NOVA IMPERII TURCARUM TABULA, AD USUM SERENISSIMI
BURGUNDIAE DUCIS…
ESTATS DE L’EMPIRE DU GRAND SEIGNEURBDES TURCS EN EUROPE, EN ASIE ET EN AFRIQUE…

JAİLLOT, Hubert Alexis (1632-1712)

Paris, c.1700

47 x 61.5 cm

Jaillot (1632-1712)

Alexis Hubert Jaillot ( 1632 -1712) was one of the most important French cartographers of the 17th century. In 1665 he married the daughter of the cartographer family Berey. After the death of his brother-in-law, Nicolas II Berey (1640–1667), he bought from his sister–in– law the Berey map collection. This was the beginning of his career as a publisher. Later, in 1670, he had a partnership with Nicolas Sanson’s son and re-published and re-engraved many of his maps. The atlases and maps mainly have been printed by Pierre Mortier in Amsterdam and Paris.
Decorative map shows the former Turkish Empire ( Ottoman Empire) with Greece, the eastern Mediterranean Sea, with Northafrica, Egypt, total Arabia, turkey, the Caspian sea to Tartaria.

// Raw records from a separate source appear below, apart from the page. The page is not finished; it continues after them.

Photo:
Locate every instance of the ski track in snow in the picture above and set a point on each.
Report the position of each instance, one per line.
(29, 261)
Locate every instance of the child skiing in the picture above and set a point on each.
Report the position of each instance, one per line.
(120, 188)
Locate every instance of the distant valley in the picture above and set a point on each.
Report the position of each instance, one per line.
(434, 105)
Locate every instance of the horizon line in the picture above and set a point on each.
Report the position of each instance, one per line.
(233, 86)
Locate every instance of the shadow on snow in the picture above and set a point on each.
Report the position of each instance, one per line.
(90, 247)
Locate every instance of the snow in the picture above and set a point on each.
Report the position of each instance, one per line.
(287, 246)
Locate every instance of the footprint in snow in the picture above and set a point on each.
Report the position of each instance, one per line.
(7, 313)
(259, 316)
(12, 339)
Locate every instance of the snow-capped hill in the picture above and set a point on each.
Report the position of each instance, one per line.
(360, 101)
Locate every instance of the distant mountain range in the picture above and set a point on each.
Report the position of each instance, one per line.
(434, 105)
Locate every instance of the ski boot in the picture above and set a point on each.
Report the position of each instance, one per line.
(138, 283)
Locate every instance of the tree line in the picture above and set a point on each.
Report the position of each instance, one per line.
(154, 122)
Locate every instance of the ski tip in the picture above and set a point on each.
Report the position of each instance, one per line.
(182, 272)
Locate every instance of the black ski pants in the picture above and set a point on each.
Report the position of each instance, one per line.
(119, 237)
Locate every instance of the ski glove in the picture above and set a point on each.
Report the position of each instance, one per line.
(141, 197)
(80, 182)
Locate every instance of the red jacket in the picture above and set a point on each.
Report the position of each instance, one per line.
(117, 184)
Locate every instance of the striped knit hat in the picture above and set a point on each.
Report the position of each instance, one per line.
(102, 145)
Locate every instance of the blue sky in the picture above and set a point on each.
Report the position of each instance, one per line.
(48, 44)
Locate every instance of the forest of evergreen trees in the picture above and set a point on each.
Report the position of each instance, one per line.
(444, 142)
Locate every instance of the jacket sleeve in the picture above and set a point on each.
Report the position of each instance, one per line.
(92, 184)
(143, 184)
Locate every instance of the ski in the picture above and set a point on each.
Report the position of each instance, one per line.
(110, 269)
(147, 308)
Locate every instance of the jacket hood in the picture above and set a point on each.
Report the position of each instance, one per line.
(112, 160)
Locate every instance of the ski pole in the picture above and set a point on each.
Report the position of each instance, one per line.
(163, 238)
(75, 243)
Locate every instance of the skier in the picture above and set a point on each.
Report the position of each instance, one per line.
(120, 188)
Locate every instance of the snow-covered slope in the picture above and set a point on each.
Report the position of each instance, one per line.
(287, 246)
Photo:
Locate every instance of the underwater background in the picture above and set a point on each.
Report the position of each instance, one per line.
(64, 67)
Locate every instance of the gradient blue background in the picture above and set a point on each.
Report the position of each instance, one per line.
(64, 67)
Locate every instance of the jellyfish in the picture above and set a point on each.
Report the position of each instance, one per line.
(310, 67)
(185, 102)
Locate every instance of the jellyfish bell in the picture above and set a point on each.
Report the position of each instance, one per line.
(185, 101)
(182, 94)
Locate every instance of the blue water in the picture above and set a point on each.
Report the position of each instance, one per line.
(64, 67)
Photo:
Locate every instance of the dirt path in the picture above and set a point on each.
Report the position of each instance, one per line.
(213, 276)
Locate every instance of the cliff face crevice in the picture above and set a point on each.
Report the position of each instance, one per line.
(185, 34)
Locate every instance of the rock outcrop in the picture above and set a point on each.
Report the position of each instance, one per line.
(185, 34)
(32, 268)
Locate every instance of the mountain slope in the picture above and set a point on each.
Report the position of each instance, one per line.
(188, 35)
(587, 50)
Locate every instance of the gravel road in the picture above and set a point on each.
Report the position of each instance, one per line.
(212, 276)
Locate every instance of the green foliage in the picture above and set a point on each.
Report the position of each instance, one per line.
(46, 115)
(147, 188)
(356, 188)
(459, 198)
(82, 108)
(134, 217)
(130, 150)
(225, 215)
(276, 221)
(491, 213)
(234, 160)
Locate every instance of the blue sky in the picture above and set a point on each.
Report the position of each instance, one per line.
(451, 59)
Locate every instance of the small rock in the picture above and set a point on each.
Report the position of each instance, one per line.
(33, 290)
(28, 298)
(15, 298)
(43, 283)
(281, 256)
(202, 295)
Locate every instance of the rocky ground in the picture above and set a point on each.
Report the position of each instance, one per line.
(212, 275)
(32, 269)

On an inset map the ” kingdom” of Algeria. Figurative cartouche showing Süleyman I with his entourage.

The area of today’s Turkey has been populated since the Paleolithic. The name of the Turks comes from Central Asia. The immigrants from whom Turkey got its name were the Oghusen and came from the area around the Aral Sea. The Turkish settlement of Anatolia began with the arrival of the Seljuks in the 11th century AD. Around 1299, Osman I, Gazi (1259–1326) founded the Ottoman dynasty named after him, from which the name of the Ottoman Empire (also called the Turkish Empire) ) derives. After the conquest of Constantinople in 1453, the Ottomans ruled over large parts of the Middle East, North Africa, the Crimea, the Caucasus and the Balkans. After the expansion of the Ottoman Empire into Europe was brought to a standstill near Vienna and the Ottoman army was defeated there on Kahlenberg in 1683, the empire was pushed back further and further from its European territories to the tip west of the Marmara Sea, between Istanbul and Edirne. The national movements that emerged from the 19th century onwards led to a gradual fragmentation of the empire, the occupation of Turkish North Africa by European powers and finally the defeat in the First World War resulted in its ultimate decline.